Reflecting the growing clout of wealthy mainland Chinese in Hong Kong, figures released this week by Centaline Property Agency indicated that mainland property buyers comprised 18.1% of luxury apartment buyers in 2009, compared to only 11.2% in 2008. According to Wong Leung-shing, an associate director of research at Centaline, this is the fastest rate of growth among mainland buyers of HK luxury apartments (costing at least HK$10 million (US$1.29 million)) in six years.

From the South China Morning Post:

“From 2004 to 2008, mainland buyers grew only one to two per cent a year, but the growth was steady,” Wong said. “The substantial increase in 2009 was due to the sharp fall in luxury property prices.”

Prices of luxury properties in Hong Kong plunged 40 to 50 per cent after the global financial crisis began in September 2008. “This attracted rich people from the mainland, as they caught the best time to buy. Prices of luxury properties have since surged 50 per cent to 70 per cent from the bottom and have generated attractive profit,” Wong said.

In the overall property market, including mass residential properties, only 5.6 per cent of the buyers came from the mainland last year, compared with 4.3 per cent in 2008.

Alva To Yu-hung, the head of consulting, North Asia, at DTZ, said the loose monetary policy on the mainland was another factor contributing to the influx of mainland buyers last year. However, he expects the number of mainland buyers to drop this year as the central government tightens its monetary policies.

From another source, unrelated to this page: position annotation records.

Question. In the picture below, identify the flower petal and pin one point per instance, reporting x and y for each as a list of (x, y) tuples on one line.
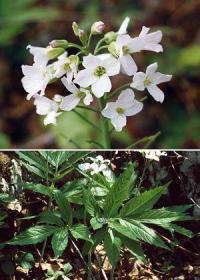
[(128, 65), (159, 78), (69, 86), (119, 122), (112, 66), (135, 108), (110, 110), (69, 102), (156, 93), (91, 61), (102, 85), (124, 26), (138, 81), (151, 69), (85, 78)]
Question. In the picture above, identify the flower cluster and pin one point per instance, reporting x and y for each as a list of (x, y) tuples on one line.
[(87, 75), (97, 165)]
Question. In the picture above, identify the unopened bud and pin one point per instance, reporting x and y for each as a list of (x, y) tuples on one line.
[(59, 44), (110, 37), (97, 27), (83, 36), (75, 28), (55, 52)]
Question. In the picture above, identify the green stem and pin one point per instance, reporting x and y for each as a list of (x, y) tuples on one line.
[(112, 273), (85, 119), (119, 89), (104, 127), (89, 277), (88, 108)]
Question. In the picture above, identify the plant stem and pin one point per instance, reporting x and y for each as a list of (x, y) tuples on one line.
[(119, 89), (112, 273), (89, 277), (104, 127)]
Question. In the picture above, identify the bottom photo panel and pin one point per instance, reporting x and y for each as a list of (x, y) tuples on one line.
[(100, 215)]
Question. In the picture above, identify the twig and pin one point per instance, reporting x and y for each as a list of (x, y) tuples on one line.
[(100, 266)]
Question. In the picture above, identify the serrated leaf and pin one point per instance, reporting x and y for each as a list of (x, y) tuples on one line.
[(160, 216), (50, 218), (33, 235), (64, 206), (119, 191), (112, 246), (80, 231), (144, 233), (142, 202), (59, 241), (39, 188), (175, 228)]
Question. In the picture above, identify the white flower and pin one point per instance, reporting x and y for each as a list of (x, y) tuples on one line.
[(150, 41), (98, 27), (125, 106), (153, 154), (123, 27), (71, 101), (36, 78), (66, 65), (40, 55), (125, 46), (150, 80), (96, 73), (48, 107)]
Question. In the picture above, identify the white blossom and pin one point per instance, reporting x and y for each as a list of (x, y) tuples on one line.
[(46, 107), (153, 154), (126, 105), (150, 80), (124, 26), (66, 66), (71, 101), (96, 73), (36, 78), (97, 27)]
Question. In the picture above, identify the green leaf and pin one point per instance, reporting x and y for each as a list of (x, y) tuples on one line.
[(95, 223), (59, 241), (39, 188), (80, 231), (142, 202), (90, 203), (64, 206), (50, 218), (119, 191), (33, 235), (112, 246), (175, 228), (160, 216), (134, 248), (144, 233)]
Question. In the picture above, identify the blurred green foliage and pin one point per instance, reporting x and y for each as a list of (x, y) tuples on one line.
[(15, 15)]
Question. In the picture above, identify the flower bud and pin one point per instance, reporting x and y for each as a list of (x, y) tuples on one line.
[(110, 37), (59, 44), (83, 36), (75, 28), (55, 52), (113, 50), (97, 27)]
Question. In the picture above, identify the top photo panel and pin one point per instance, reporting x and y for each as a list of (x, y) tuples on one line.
[(103, 74)]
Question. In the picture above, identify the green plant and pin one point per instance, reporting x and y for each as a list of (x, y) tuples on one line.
[(98, 212)]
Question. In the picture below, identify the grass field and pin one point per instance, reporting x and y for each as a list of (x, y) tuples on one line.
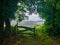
[(27, 38)]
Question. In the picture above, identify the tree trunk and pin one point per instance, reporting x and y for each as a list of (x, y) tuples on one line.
[(8, 26)]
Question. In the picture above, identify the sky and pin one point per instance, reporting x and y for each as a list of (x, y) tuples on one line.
[(33, 17)]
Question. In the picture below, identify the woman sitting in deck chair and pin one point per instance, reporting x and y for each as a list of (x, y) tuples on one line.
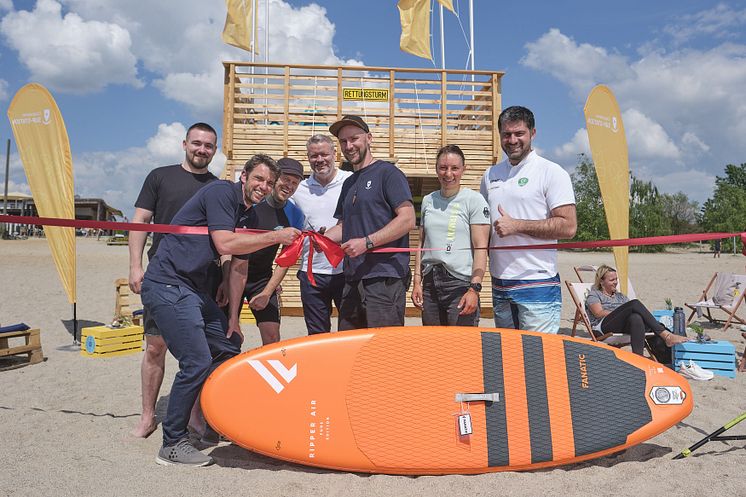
[(611, 311)]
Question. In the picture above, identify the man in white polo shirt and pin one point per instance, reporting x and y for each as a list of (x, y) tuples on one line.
[(531, 202), (317, 197)]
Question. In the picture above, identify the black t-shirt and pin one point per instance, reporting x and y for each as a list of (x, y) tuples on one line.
[(367, 203), (165, 191), (190, 259), (265, 217)]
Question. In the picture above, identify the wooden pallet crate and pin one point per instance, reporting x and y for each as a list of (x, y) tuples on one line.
[(102, 341), (30, 345)]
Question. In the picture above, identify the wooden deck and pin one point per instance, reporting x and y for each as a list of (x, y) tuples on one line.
[(273, 109)]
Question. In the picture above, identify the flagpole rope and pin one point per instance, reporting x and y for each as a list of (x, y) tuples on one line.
[(422, 132)]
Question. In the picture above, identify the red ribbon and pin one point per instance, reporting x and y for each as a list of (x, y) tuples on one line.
[(202, 230), (290, 254)]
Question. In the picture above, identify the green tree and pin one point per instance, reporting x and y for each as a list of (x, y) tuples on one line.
[(681, 213), (589, 206), (646, 214), (726, 210)]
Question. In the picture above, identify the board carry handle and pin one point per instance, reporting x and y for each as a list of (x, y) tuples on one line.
[(477, 397)]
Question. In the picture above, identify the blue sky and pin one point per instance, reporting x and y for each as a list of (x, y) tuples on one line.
[(129, 75)]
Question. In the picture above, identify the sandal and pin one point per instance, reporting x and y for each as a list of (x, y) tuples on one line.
[(672, 339)]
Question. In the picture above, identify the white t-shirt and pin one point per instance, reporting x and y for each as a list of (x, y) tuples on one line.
[(447, 223), (318, 204), (528, 190)]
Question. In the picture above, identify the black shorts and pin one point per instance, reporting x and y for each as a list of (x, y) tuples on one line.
[(271, 313)]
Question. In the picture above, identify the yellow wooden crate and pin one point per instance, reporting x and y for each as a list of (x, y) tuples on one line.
[(246, 315), (102, 341)]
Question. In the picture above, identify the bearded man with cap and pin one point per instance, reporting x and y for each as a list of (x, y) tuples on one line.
[(262, 283), (374, 210)]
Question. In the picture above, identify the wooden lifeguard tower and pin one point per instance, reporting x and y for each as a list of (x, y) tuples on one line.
[(274, 109)]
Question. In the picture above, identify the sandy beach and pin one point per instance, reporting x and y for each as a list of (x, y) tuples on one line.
[(64, 423)]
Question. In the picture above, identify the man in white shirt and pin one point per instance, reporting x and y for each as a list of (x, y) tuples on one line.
[(317, 197), (531, 202)]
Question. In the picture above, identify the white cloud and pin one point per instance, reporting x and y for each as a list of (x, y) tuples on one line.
[(683, 109), (117, 176), (698, 185), (693, 144), (577, 145), (580, 66), (202, 92), (186, 53), (646, 139), (166, 145), (68, 53), (722, 21)]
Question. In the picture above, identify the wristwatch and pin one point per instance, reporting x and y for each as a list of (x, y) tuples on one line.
[(477, 287)]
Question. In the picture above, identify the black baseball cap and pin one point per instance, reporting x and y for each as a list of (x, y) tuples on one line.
[(290, 166), (356, 121)]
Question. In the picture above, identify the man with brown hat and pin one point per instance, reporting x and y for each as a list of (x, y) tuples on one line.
[(261, 283), (374, 210)]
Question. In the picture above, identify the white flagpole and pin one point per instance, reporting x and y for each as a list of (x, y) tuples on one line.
[(442, 40), (253, 31), (471, 34)]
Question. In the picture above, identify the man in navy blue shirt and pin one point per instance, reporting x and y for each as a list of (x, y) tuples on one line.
[(176, 288), (374, 210), (261, 283)]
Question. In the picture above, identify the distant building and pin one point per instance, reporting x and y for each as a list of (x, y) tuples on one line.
[(20, 204)]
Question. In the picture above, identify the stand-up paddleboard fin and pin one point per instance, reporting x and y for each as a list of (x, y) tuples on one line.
[(476, 397), (715, 436)]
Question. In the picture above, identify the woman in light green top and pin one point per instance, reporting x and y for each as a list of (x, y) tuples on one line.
[(454, 220)]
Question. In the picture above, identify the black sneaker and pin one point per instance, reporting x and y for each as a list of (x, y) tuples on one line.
[(182, 453)]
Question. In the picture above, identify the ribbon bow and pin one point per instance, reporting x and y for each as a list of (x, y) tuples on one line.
[(290, 253)]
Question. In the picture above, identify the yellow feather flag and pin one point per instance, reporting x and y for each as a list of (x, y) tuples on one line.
[(42, 142), (609, 150), (240, 18), (448, 4), (415, 27)]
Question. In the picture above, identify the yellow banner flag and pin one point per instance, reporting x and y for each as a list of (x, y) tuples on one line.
[(42, 142), (239, 20), (415, 27), (448, 4), (609, 150)]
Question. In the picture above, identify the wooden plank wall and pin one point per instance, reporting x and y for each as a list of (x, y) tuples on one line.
[(273, 109)]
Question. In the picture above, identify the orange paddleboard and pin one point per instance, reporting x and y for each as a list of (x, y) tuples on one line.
[(437, 400)]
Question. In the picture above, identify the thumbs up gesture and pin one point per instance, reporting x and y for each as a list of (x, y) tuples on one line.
[(505, 225)]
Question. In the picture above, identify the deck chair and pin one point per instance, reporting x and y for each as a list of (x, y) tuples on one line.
[(579, 292), (590, 271), (724, 292), (591, 275)]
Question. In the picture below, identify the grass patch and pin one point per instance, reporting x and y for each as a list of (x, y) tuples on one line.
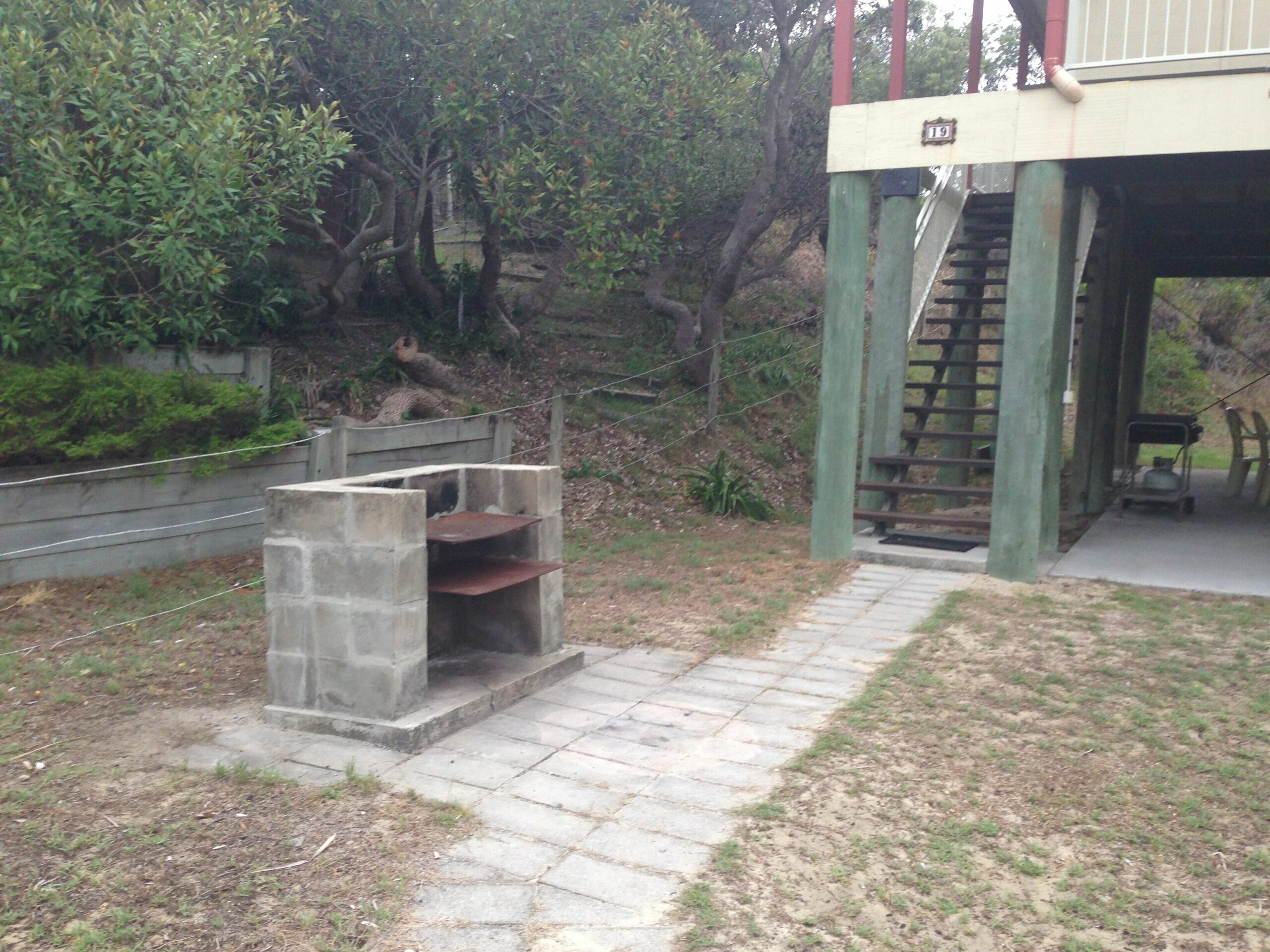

The mainland appetite for luxury real estate in Hong Kong was evidenced by the sales at The Cullinan at Kowloon Station last year. The upmarket project attracted the highest proportion of mainland buyers among new projects in the city.

Property agents said about 10 per cent of buyers at the project held Chinese passports, while a further 20 per cent held Hong Kong identity cards with Putonghua (Mandarin – JD) phonetic transcriptions.